Bug #8453
closedOSD crash "error (28) No space left on device not handled on operation 10 (31417988.0.5, or op 5, counting from 0)" but disk space is available
0%
Description
hello,
tonight one of OSDs crashed with "error (28) No space left on device not handled on operation 10 (31417988.0.5, or op 5, counting from 0)". But according to monitoring disk space didn't run out.
After manual start OSD still crashes with same error (some integers differ) during journal reply. There are >100GB of free disk space, inode usage is about 2%.
I am attaching 2 log files:
ceph-osd.12.log.1.gz - original log with crash (at ~2:08)
ceph-osd.12.log.gz - log with "debug filestore = 15" in ceph.conf. Truncated before OSD launch.
I am using 0.80.1 (ubuntu 14.04 from proposed repo), OSD deployed with ceph-deploy. OSD was running with "filestore max sync interval = 18" setting
Files
Updated by Greg Farnum almost 10 years ago
- Status changed from New to Rejected
- Source changed from other to Community (user)

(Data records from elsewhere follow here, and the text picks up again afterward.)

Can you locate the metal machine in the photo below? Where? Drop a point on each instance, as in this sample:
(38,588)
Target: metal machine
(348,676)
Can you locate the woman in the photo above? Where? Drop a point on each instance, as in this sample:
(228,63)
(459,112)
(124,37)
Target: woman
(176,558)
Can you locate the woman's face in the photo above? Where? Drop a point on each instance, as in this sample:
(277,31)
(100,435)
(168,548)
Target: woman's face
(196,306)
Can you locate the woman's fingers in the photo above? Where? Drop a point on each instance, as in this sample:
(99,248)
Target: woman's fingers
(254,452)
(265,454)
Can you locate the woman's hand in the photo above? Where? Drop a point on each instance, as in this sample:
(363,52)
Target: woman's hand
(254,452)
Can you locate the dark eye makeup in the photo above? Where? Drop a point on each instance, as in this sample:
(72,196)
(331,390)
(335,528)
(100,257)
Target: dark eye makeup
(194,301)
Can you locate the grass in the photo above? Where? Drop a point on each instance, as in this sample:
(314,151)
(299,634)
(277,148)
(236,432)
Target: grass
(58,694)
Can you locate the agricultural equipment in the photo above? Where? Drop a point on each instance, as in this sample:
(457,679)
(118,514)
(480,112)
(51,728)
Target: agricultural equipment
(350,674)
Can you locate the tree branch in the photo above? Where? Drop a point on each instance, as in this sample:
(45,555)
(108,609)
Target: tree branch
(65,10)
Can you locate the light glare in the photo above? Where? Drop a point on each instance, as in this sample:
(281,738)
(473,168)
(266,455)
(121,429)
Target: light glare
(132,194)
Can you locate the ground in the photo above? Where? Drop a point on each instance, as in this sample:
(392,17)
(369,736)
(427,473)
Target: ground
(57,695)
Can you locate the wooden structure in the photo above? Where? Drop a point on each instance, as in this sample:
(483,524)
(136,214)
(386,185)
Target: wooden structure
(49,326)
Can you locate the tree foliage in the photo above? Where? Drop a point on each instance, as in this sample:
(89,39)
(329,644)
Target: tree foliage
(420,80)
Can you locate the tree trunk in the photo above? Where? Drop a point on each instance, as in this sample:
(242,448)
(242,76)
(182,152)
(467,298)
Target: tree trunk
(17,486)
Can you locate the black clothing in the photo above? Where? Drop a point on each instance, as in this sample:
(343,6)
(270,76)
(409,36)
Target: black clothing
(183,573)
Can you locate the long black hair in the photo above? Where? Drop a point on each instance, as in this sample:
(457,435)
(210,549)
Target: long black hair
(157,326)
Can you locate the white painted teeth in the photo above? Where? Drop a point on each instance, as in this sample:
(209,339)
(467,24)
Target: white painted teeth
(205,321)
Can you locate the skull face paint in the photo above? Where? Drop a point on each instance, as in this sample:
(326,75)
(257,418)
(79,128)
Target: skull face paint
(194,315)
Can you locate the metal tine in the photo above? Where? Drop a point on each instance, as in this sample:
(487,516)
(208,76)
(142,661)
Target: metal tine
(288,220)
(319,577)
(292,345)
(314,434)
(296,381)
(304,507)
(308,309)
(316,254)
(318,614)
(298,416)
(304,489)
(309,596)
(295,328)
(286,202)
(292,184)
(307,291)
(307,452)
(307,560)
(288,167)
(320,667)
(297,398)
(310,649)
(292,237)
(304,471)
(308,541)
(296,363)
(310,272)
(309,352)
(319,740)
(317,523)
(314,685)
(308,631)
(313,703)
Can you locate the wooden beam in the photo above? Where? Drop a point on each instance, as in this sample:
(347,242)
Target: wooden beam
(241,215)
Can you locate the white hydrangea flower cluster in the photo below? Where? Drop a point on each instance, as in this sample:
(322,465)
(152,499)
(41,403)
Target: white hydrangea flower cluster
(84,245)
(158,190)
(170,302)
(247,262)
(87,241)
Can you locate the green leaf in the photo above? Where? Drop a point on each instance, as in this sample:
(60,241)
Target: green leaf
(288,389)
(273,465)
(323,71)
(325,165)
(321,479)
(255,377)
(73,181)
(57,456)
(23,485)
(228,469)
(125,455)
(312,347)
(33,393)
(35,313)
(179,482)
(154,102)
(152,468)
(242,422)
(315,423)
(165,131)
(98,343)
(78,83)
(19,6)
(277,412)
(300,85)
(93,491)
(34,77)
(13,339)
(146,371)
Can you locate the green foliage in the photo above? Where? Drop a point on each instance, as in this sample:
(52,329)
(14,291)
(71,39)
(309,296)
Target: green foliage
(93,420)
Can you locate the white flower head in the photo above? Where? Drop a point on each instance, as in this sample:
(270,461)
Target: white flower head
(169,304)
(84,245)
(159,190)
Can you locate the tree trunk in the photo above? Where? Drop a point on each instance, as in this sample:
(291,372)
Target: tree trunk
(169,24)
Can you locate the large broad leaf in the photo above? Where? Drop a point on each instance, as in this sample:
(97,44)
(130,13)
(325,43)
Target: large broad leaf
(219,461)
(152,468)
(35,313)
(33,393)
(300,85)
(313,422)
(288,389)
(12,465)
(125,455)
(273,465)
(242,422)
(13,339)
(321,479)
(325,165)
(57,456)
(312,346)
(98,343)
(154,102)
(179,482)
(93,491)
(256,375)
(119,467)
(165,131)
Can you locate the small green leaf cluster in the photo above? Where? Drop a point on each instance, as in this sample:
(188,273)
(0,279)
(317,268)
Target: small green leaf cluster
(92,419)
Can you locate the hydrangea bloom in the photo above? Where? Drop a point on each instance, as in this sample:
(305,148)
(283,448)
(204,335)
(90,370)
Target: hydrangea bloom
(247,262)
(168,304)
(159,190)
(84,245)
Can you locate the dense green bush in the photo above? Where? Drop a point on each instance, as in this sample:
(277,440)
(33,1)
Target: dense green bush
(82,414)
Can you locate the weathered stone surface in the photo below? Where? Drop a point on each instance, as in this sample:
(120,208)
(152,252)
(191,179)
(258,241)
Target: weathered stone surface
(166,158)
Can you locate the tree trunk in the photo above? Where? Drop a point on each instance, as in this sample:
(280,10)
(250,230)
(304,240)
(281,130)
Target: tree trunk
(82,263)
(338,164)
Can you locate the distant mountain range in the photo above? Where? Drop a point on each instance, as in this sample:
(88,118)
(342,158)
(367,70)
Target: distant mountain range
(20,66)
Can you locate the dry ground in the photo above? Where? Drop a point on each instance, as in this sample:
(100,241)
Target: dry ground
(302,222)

The OSD is definitely getting back ENOSPC from the local filesystem; many of them keep quite a lot of reserved space which shows up as free until you try to use it (and they don't generally handle filling up nicely, anyway). You'll want to consult a configuration guide for btrfs or xfs or ext4 to figure out how to handle it (if, indeed, it can be worked around).